Chalk one up for lawmakers, who are inevitably second-guessers in a time of war.

"There's a lot of people who are armchair generals who reside here in the air-conditioned comfort of Capitol Hill," observed Arizona Sen. John McCain, a Republican presidential hopeful and stout defender of the 2007 troop increase.

In the Civil War, the hawkish Joint Committee on the Conduct of the War pressed outdated tactics and demands for quicker, tougher action on military officers schooled in doctrine and seasoned in the battlefield. There was no air conditioning, but plenty of hot air, in the view of historian Bruce Tap, author of "Over Lincoln's Shoulder."

"They were ideologically moral men who advocated just and ethical causes, but they were also narrow-minded partisans, blinded by their own sense of importance and self-righteousness," he wrote in the Journal of the Abraham Lincoln Association in 2002.

"Most of the time, they consumed time and resources with little practical influence on the Northern war effort."

Generals are more likely to be venerated on Capitol Hill than roasted, even when wars are going badly. It's the commander in chief who takes the heat.

"There's not much political pay dirt in attacking generals," said John Mueller, a professor of political science at Ohio State and an authority on war, the presidency and public opinion. "Anyway, it doesn't do any good. Except maybe for MacArthur, they do try to stay out of politics and they're generally pretty good at that."

But testifying has not always been a great career move.

Major Gen. George Armstrong Custer embarrassed his superiors when, in congressional testimony, he verified allegations that federal agents had taken money for Indian reservations. By some historical accounts, the resulting shortages on the reservations sent Indians back out to fight.

Custer's 1876 testimony cost him his command. He got it back in time to engage those Indians at Little Big Horn and die there with his men - no whistle-blower protections for him.

Less dramatic but unmistakable consequences befell Gen. Eric Shinseki, the Army chief of staff who upset his civilian bosses in 2003 when he testified that it might take several hundred thousand U.S. troops to control Iraq after the coming invasion.

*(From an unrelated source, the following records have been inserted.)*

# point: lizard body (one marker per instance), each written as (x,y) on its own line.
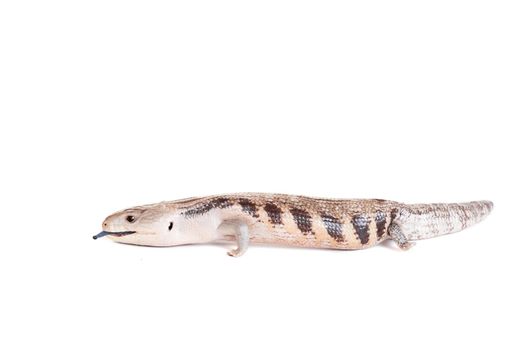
(289,220)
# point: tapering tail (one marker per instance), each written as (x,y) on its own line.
(422,221)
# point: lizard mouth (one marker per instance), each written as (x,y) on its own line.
(116,234)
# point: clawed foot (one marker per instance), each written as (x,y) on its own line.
(406,245)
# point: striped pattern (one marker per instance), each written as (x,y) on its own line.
(292,220)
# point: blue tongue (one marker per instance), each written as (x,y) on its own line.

His words were prophetic but he was out of the job within months. He left with the warning, "Beware a 12-division strategy for a 10-division army."

In 1967, President Lyndon Johnson attributed much of the anti-war sentiment to partisan objections to him and felt there was a positive story to be told about Vietnam.

Westmoreland stepped forward with his "light-at-the-end-of-the-tunnel talks" to members of Congress and the press, Mueller said. "Objectively, you could say that things were better."

But as it turned out, he added, "the tunnel was very long."